El hecho cierto es que, un domingo cualquiera en la mañana, cuando un numeroso grupo de personas esperaba a la puerta de la iglesia de San Pedro para oír la misa, los sorprendió una visión que se acercaba precipitadamente. Se trataba de una joven que, montada en una bicicleta, entró en el templo, “se arrodilló y rezó devotamente”, señalaba un periódico guaireño. Los hechos que siguieron se dieron en este orden:

“Todos miraban con admiración a la atrevida innovadora, y a la puerta del templo se agruparon varios curiosos para verla salir”. Pero la joven no experimentó desazón alguna. “Ella no hizo caso de los chistes picarescos de los que la contemplaban –seguía la crónica–; montó en su bicicleta y se despegó con una ligereza extraordinaria”.

En 1897, otro periódico de La Guaira ofrecía bajo el título “Cómo se aprende a andar en velocípedo”, unas lecciones sobre la práctica del ciclismo.
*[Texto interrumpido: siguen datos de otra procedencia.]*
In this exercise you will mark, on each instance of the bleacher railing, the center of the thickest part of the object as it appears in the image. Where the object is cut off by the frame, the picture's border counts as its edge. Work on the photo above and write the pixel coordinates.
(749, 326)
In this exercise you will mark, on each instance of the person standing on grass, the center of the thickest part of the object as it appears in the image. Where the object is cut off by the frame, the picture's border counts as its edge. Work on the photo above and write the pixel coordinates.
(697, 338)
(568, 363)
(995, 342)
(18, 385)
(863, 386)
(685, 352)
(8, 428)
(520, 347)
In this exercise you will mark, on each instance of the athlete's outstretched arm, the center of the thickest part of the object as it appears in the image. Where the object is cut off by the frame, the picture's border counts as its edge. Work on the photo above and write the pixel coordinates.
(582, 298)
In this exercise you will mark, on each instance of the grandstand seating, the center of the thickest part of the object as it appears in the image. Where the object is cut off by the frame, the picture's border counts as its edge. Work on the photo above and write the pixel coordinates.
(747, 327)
La verdad es que quien siguió aquellas indicaciones era persona osada, pues, para que se tenga una idea del tipo de recomendaciones que ofrecían, leamos el párrafo final del escrito.

Esas líneas finales decían así: “Cuando ya se sabe andar en el velocípedo, hay que aprender a desmontar sin caerse, lo cual se hace apoyándose con el pie izquierdo sobre el pedal cuando está en la parte más baja del círculo que describe y con las manos sobre los mangos, echando a tierra el pie derecho detrás del pedal del lado izquierdo. Si el pie se apoya en el pedal cuando está subido, el peso del cuerpo acelera la marcha del velocípedo, en vez de detenerlo y el resultado será una caída”. ¿Qué tal?

La fiebre ciclística alcanzó tanta intensidad que en agosto de 1896 se inauguró en Caracas el restaurante Bicicleta, en Quebrada Honda. Por su lado, en Porlamar apareció el periódico La Bicicleta. La publicación de este impreso deja ver que, también la isla, había sido tomada por la biciclomanía.

En fecha reciente, leo en el número 46 de la revista El Desafío de la Historia, que en 1896 se organizó en Caracas el Centro Ciclista Excursionista Caracas. Sus integrantes hacían excursiones por los alrededores de la ciudad, y hasta llegaron a pedalear 92 kilómetros en un recorrido que los llevó de la ciudad capital a Villa de Cura.

En otra ciudad de Venezuela, esta vez en Maracaibo, se estableció el Veloz Club en julio de 1897. El grupo de jóvenes que integraba la asociación –se leía en un comentario de prensa– dedicaba sus horas de expansión “a los pasatiempos del culto Sport de la bicicleta”.

Con propósito docente, una Escuela Americana de Ciclistas llegó al país al comenzar 1897. Daba lecciones, pero formaba el grupo de los caballeros, de un lado, y el de las damas y los niños, del otro. El curso constaba de doce lecciones, con un promedio diario de dos horas de clases. Imagino que quienes no aprendieron a manejar la bicicleta valiéndose de las instrucciones del periódico, se apresuraron a tomar estas clases.

Por su lado, durante el mes de mayo de ese año, la casa comercial de C. Blanco, Joud y CA, en Caracas, ofrecía “a los clientes el mejor surtido que se ha importado hasta ahora, en camisas y medias”. Ese mes aparecían unos versos en un diario capitalino que, en
su desarrollo, elogiaba las bondades del ciclismo, entre otras razones:

Porque eso le da a las gentes
músculos, fe y energía;
desarrolla los pulmones,
triplica la fuerza del brazo,
cura las indigestiones
fortalece el espinazo.

En 1898, La Gran Bodega, de E. Mac Gregor & CA, en Maracaibo, se valía de la prensa para publicitar “Las Bicicletas para Señoras. ¡En la forma más elegante y cómoda que el arte ha producido hasta hoy!”.

Hay mucho más que podría contar al respecto, pero cierro el capítulo por el día de hoy.